Com o passar dos anos, abrimos os nossos olhos para reparar e questionar uma série de injustiças históricas que perpetuam a desigualdade existente, todos os dias, na vivência dos negros em todo o Brasil. Quem vive principalmente em áreas periféricas, sem acesso a direitos, educação de qualidade e informação, é quem mais sofre com os atos, que em boa parte dos casos colocam um velado e sonoro "cale-se" em nossas bocas.

Refletir sobre as marcas da escravidão que permanecem nos dias atuais é uma missão intrínseca às pessoas negras. A visão branca diz que o movimento de dar fim ao regime escravocrata deveria ser um motivo de celebração, reduzindo as nossas dores, as brutalidades na prática e a falta de humanidade. Entretanto, com mais de um século deste movimento, percebemos que falta a inclusão social, a reparação dos danos e um movimento avesso à marginalização, na luta contra a discriminação e violência contra a população negra. O que deveria ser avanço ainda persiste em perpetuar o retrocesso, como se voltássemos diariamente a ser laçados pelos senhores de engenho, que tentam ser os donos de nossos corpos, atos, passos, olhares e falas.

Vale destacar que a abolição não foi um ato de benevolência dos brancos e da elite, que insiste em reverberar esse mito como um gesto bondoso. Havia uma necessidade de configurar rapidamente um mercado consumidor, e o trabalho não remunerado não contribuía para isso. Esse sistema, além de incoerente e desrespeitoso, não contemplou um processo que buscasse reparação dos danos, igualdade, justiça e oportunidades de fato. Com a abolição, o Estado ausentou-se e não foram criadas Políticas Públicas para a população liberta.

Ainda hoje, os negros lutam pela melhoria dos salários, pela redução da pobreza, qualidade no acesso à educação e saúde, sem contar a justiça social, a busca pela cidadania e representatividade em amplos nichos, inclusive em suas carreiras, que são os que permitem a eles — ou deveriam permitir — prosperar.

É urgente que o mundo repense a verdadeira importância dessa data, que merece e exige um confronto direto com a realidade do passado e suas consequências no presente, provocando a reflexão sobre a luta pela igualdade e o reconhecimento das injustiças. Só assim podemos provocar mudanças diante das injustiças e modificar as estruturas sociais, culturais e bater de frente contra o racismo e a discriminação. Ainda há uma longa jornada de reparação histórica dos danos causados pela ausência do Estado por mais de 300 anos.

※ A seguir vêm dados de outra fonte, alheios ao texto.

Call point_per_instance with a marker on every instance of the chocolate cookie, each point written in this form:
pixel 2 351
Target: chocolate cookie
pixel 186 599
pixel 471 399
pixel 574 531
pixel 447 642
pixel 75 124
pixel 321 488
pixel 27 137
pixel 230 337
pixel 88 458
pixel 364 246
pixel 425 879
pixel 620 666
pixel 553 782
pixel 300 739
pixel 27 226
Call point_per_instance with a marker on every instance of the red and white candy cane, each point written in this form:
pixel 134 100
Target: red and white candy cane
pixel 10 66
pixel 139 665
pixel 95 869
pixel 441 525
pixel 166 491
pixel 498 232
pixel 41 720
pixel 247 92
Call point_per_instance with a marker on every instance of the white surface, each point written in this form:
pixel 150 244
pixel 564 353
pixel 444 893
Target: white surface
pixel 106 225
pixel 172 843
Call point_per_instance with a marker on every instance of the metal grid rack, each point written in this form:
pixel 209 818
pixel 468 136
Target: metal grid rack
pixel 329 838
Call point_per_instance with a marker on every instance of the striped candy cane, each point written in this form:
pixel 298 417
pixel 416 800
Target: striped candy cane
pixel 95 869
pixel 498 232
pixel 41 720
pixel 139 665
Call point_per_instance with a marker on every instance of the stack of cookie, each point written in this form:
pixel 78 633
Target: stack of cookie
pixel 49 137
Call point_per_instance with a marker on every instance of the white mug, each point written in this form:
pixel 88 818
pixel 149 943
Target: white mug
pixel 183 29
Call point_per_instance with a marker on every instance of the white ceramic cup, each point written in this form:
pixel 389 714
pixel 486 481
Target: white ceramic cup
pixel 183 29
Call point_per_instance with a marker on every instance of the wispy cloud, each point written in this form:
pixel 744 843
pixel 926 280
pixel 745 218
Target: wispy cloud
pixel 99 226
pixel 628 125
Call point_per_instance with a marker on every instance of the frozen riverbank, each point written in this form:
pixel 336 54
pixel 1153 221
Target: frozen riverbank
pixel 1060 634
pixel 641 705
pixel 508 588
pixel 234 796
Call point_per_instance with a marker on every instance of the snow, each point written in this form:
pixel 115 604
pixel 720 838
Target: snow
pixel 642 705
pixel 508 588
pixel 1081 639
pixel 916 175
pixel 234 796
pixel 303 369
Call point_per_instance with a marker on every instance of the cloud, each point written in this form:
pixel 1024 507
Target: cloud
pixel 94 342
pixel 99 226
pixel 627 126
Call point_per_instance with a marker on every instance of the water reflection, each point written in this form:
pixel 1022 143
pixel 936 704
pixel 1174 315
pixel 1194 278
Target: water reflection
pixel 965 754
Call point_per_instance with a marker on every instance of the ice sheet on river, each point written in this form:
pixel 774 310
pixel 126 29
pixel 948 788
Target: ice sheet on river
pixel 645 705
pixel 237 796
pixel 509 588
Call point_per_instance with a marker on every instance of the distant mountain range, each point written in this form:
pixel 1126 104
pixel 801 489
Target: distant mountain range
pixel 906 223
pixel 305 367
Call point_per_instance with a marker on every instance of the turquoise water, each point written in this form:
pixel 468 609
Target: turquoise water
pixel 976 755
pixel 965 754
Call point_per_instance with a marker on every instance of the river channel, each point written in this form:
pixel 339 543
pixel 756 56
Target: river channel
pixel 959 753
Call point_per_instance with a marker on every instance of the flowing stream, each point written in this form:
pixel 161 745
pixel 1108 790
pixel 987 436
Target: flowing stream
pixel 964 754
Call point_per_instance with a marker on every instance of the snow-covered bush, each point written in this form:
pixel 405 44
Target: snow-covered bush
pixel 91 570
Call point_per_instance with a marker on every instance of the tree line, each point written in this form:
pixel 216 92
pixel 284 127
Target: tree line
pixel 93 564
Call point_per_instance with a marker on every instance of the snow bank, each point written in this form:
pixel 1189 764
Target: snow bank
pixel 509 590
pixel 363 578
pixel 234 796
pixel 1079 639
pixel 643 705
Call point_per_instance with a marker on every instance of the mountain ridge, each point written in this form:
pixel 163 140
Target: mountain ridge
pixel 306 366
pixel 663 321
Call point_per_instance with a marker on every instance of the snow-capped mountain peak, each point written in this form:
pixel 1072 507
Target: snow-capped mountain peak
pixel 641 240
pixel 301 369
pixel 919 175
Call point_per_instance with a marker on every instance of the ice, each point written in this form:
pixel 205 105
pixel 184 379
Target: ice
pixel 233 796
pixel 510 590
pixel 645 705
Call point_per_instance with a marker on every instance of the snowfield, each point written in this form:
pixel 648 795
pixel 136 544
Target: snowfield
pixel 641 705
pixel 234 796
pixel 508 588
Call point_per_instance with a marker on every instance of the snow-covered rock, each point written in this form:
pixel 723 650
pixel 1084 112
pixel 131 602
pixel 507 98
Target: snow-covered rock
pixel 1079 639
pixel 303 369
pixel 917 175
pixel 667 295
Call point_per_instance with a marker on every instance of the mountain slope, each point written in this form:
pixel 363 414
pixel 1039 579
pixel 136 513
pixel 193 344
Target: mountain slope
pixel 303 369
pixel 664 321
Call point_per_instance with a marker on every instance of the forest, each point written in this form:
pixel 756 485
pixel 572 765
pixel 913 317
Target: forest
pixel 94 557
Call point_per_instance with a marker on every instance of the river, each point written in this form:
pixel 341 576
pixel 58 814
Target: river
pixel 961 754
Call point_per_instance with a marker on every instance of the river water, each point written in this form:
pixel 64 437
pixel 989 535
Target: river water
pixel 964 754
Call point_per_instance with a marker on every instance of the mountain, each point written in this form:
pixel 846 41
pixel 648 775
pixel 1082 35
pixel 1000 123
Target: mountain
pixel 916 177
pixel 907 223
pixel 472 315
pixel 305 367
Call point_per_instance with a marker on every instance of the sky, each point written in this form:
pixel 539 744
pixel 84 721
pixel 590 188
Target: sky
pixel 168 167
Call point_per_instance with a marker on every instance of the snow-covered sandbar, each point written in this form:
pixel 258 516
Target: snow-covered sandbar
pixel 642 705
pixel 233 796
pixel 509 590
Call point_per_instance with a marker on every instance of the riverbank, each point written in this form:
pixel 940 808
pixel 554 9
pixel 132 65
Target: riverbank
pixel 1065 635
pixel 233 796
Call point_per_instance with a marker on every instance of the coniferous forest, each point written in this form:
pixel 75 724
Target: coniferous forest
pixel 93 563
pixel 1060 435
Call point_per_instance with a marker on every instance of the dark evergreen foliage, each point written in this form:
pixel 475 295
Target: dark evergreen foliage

O movimento precisa sair do discurso e ir para a prática com um comprometimento real: que tal transformar esse Maio Negro e agir buscando por políticas públicas, por discussões que construam um novo mundo e que possam nos dar chances reais de sermos iguais a todos os outros que vivem em um mundo tão diverso, mas, ao mesmo tempo, tão limitado?